How to Create a Bookkeeping Process Sheet
Today we’re going to look at how bookkeepers, CPA firm owners, other accounting professionals can create a robust bookkeeping process sheet.
We like to create a process sheet in “buckets”, so they can they can be reviewed and optimized individually as the firm continues to grow.
Some important items to keep in mind before we discuss the “buckets” that go into the bookkeeping process sheet
Be sure to involve your team
When creating a process sheet, it’s important to involve your team. Why? Because they are the ones that are likely interacting with the current process, and can give great feedback into each step (good and bad!).
What metrics do you want to track?
Having your metrics in line will help inform the process sheet and tracking process. Some common ones we highly recommend would be turn around time, hourly budget, and target profit margin.
The Three Bookkeeping Process Sheets “Buckets”
Bucket 1: The Bookkeeping Foundation
In the beginning stages of the process sheet, it’s important to lay a strong foundation. When creating your foundation, there’s a few things to keep in mind.
What baseline metrics do you want to track? You’ll see in the example above that we have turn around time, client budget, and allocated hours, along with standard fields such as client, team, date, even price to client. Some owners might shy away from listing the final price, and that is entirely up to you. We left in there because it’s easier to track the final metrics (ie profit %) with this information present. Also, if you bill fixed or value, then listing the price is typically public knowledge anyway.
Bucket 2: Process
The next step is the processing and fulfillment of the bookkeeping job. Aside from the standard tasks, it’s also important to create a few standardize labels or notes that can be used to help other team members, managers, or owners. Also, you have the option to had allocated time per task if multiple people will be working on the same job.

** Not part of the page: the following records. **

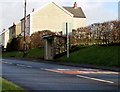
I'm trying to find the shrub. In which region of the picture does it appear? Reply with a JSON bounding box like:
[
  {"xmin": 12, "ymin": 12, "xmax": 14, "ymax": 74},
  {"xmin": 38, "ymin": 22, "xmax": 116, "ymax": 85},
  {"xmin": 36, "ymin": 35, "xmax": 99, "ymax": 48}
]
[
  {"xmin": 6, "ymin": 30, "xmax": 56, "ymax": 51},
  {"xmin": 72, "ymin": 20, "xmax": 120, "ymax": 46},
  {"xmin": 6, "ymin": 36, "xmax": 18, "ymax": 51},
  {"xmin": 30, "ymin": 30, "xmax": 55, "ymax": 48}
]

Bucket 3: Review & Complete
Finally, we have the “Review and Complete” process. This is where the work is closed out, and final metrics are recorded. This is often a much ignored area of the process sheet, but can provide tremendous insight into how your firm is running. As mentioned above, common metrics we recommend tracking would be budgeted vs actual hours, budgeted vs actual turn around time, and target vs actual profit margins.
With that in mind, the first step is to visualize and map our your bookkeeping process, then after the baseline is established, begin to identify key areas that can improve productivity and profitability.